That is a nice list by itself, and I am sure there is plenty more for VSAN. At VMworld for instance Wade Holmes also spoke about support for disk controller based encryption for instance. Cool right?! So what about vSphere? Considering even the version number was dropped during the keynote and it hints at a major release you would expect some big functionality to be introduced. Once again, all the stuff below is harvested from various public VMworld sessions:

  • VMFork aka Project Fargo – discussed here…
  • Increased scale!
    • 64 host HA/DRS cluster, I know a handful of customers who asked for 64 host clusters, so here it is guys… or better said: soon you will have it!
  • SMP vCPU FT – up to 4 vCPU support
    • I like FT from an innovation point of view, but it isn’t a feature I would personally use too much as I feel “fault tolerance” from an app perspective needs to be solved by the app. Now, I do realize that there are MANY legacy applications out there, and if you have a scale-up application which needs to be highly available then SMP FT is very useful. Do note that with this release the architecture of FT has changed. For instance you used to share the same “VMDK” for both primary and secondary, but that is no longer the case.
  • vMotion across anything
    • vMotion across vCenter instances
    • vMotion across Distributed Switch
    • vMotion across very large distance, support up to 100ms latency
    • vMotion to vCloud Air datacenter
  • Introduction of Virtual Datacenter concept in vCenter
    • Enhance “policy driven” experience within vCenter. Virtual Datacenter aggregates compute clusters, storage clusters, networks, and policies!
  • Content Library
    • Content Library provides storage and versioning of files including VM templates, ISOs, and OVFs.
      Includes powerful publish and subscribe features to replicate content
      Backed by vSphere Datastores or NFS
  • Web Client performance / enhancement
    • Recent tasks pane drops to the bottom instead of on the right
    • Performance vastly improved
    • Menus flattened
  • DRS placement “network aware”
    • Hosts with high network contention can show low CPU and memory usage, DRS will look for more VM placements
    • Provide network bandwidth reservation for VMs and migrate VMs in response to reservation violations!
  • vSphere HA component protection
    • Helps when hitting “all paths down” situations by allowing HA to take action on impacted virtual machines
  • Virtual Volumes, bringing the VSAN “policy goodness” to traditional storage systems

Of course there is more, but these are the ones that were discussed at VMworld… for the remainder you will have to wait until the next version of vSphere is released, or you can also sign up for the beta still I believe!
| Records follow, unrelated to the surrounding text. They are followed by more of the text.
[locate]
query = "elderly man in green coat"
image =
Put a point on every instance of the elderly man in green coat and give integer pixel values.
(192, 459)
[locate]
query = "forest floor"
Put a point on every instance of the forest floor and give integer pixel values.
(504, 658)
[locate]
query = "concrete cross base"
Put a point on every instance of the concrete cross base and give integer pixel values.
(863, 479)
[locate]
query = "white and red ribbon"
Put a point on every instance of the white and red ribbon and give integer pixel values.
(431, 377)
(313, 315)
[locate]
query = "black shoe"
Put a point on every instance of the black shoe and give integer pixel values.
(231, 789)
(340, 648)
VMworld attendees: Give Back!

Always wanted to give back to the community but can’t find the time? How about VMware help you with that? If you are attending VMworld Europe you can simply do this by going to the hangspace and throw a paper airplane as far as you can. The VMware Foundation did the same thing in the US and it was a big success, I am hoping we can repeat that! The amount that will be donated will depend on where your airplane lands. It could be as little as 15 dollars, but also easily a 1000. I just went to the hangspace and threw a paper airplane  with my friend Jessica from the VMware Foundation and and former colleague but now EMC, Paul Manning.
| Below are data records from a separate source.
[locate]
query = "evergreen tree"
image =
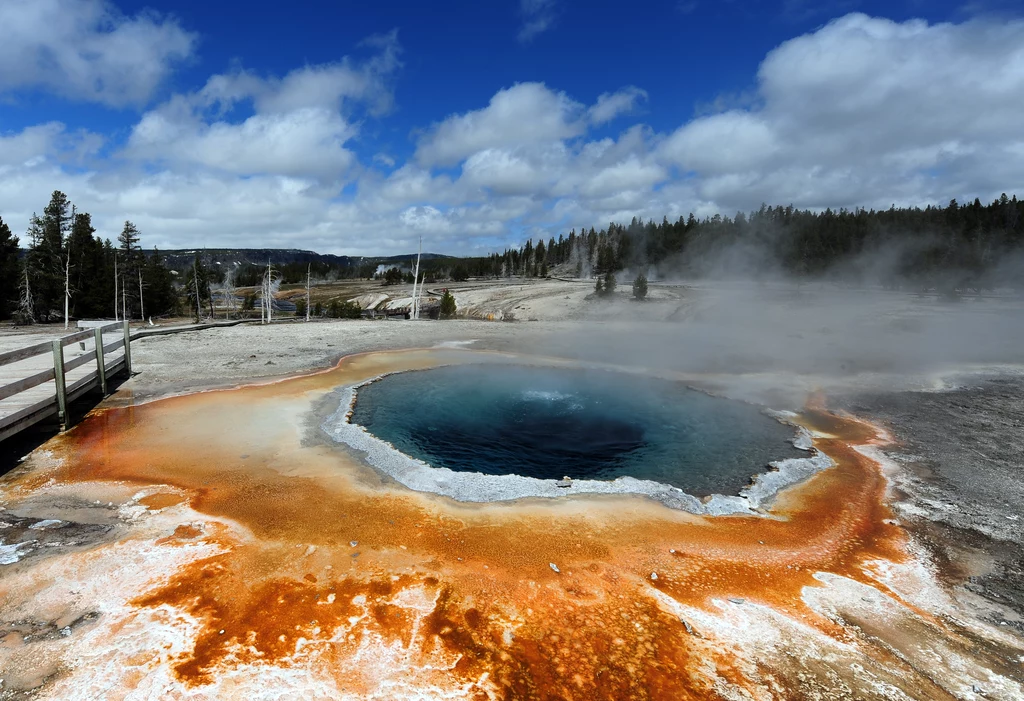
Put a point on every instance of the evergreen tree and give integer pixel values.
(198, 289)
(609, 283)
(10, 270)
(160, 296)
(448, 308)
(129, 264)
(46, 256)
(640, 287)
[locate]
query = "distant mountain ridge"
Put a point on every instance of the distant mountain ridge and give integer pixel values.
(181, 258)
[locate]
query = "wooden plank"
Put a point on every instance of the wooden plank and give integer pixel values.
(80, 360)
(27, 352)
(114, 346)
(59, 382)
(100, 363)
(116, 365)
(27, 383)
(127, 347)
(48, 406)
(72, 338)
(82, 386)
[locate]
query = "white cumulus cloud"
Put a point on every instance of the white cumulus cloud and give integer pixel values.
(88, 50)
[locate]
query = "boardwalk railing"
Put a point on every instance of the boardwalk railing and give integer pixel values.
(65, 393)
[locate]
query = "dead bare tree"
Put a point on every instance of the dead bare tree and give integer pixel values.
(116, 287)
(141, 309)
(199, 304)
(25, 306)
(269, 287)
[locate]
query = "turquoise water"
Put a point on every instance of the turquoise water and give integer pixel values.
(549, 423)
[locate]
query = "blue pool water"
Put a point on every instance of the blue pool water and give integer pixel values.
(549, 423)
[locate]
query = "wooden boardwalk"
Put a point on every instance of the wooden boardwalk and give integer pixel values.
(40, 381)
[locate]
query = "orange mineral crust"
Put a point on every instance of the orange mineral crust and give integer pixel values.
(313, 575)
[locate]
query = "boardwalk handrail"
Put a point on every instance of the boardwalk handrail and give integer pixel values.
(64, 394)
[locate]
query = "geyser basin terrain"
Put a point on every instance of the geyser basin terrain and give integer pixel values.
(248, 559)
(547, 423)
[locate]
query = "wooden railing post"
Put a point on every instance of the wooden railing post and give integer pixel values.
(100, 363)
(58, 380)
(127, 349)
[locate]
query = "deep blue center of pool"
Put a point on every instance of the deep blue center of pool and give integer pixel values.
(550, 423)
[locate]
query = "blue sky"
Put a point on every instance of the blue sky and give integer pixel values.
(357, 127)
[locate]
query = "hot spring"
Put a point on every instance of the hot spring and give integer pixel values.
(549, 423)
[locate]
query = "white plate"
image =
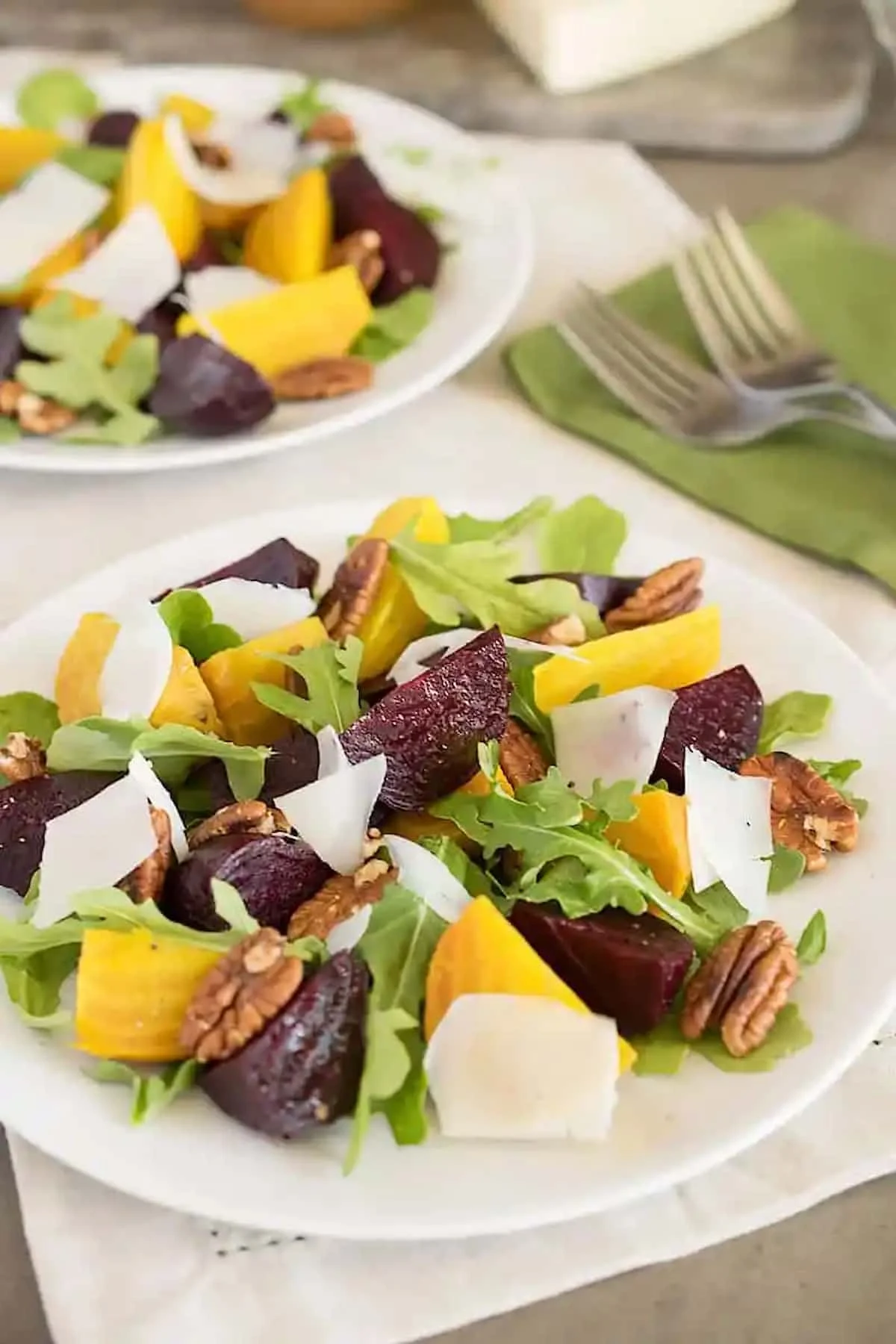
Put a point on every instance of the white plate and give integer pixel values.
(481, 282)
(667, 1130)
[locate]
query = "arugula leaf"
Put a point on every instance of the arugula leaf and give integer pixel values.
(813, 941)
(464, 527)
(151, 1092)
(398, 948)
(786, 867)
(102, 164)
(191, 624)
(800, 714)
(50, 97)
(837, 773)
(329, 673)
(583, 539)
(395, 326)
(474, 577)
(173, 750)
(30, 714)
Take the time, go to the hangspace… it literally only takes 2 minutes and give back!

EVO:RAIL now also available through HP and HDS!

It is going to be a really short blog post, but as many folks have asked about this I figured it was worth a quick article. In the VMworld Europe 2014 keynote Pat Gelsinger today announced that both HP and Hitachi Data Systems have joined the VMware EVO:RAIL program. This is great news if you ask me for customers all throughout the world as it provides more options for procuring an EVO:RAIL hyper-converged infrastructure appliance through your preferred server vendor!
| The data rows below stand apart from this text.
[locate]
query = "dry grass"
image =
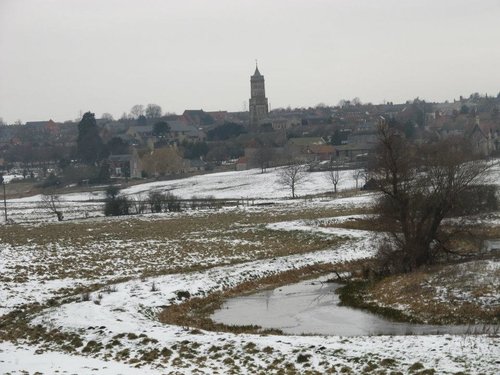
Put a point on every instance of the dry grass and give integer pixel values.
(128, 246)
(196, 312)
(461, 294)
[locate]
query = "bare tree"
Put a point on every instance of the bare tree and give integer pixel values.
(137, 110)
(153, 111)
(333, 175)
(107, 116)
(292, 175)
(52, 203)
(420, 185)
(357, 174)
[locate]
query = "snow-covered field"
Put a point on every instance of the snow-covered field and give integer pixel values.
(114, 329)
(245, 185)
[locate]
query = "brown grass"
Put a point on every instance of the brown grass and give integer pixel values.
(196, 312)
(419, 293)
(155, 245)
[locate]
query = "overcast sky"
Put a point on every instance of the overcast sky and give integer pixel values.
(60, 57)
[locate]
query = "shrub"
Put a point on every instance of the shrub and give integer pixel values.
(156, 201)
(115, 205)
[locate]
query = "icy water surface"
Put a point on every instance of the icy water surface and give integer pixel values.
(311, 307)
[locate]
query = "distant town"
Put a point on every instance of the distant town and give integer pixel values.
(146, 143)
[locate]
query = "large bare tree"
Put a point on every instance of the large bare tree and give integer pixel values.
(420, 184)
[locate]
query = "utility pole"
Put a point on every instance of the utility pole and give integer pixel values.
(2, 181)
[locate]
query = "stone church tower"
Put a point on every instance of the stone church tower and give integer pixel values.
(258, 102)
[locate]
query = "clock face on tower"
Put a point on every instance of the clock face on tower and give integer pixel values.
(258, 101)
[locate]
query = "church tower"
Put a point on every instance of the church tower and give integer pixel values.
(258, 102)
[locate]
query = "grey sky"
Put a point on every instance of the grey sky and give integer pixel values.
(58, 57)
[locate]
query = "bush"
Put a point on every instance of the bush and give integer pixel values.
(114, 204)
(159, 202)
(476, 199)
(156, 201)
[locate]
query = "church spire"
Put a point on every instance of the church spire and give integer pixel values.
(257, 73)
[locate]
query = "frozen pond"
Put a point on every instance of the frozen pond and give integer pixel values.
(311, 307)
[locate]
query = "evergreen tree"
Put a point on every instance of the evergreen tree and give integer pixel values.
(89, 143)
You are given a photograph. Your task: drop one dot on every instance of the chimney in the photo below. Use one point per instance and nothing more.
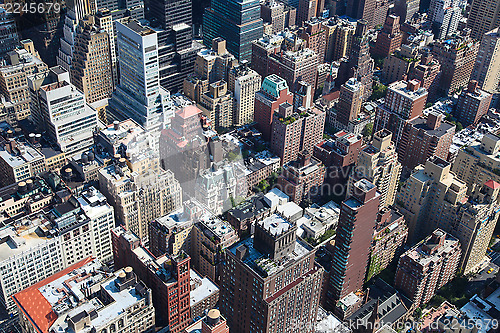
(219, 45)
(472, 87)
(285, 110)
(434, 120)
(304, 158)
(413, 85)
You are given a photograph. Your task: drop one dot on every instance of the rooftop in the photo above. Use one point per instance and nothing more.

The family is growing: Dell, Fujitsy, Hitachi Data Systems, HP, Inspur, NetOne Systems and SuperMicro… who would you like to see next?

Underlying Infrastructure for your pets and cattle

Last week on twitter Maish asked a question that got me thinking. Actually, I have been thinking about this for a while now. The question deals with how you design your infrastructure for the various types of workloads (pets and cattle). Whether your workload falls in the “pet” category or the “cattle” category. (If you are not familiar with the terms pets/cattle read this article by Massimo)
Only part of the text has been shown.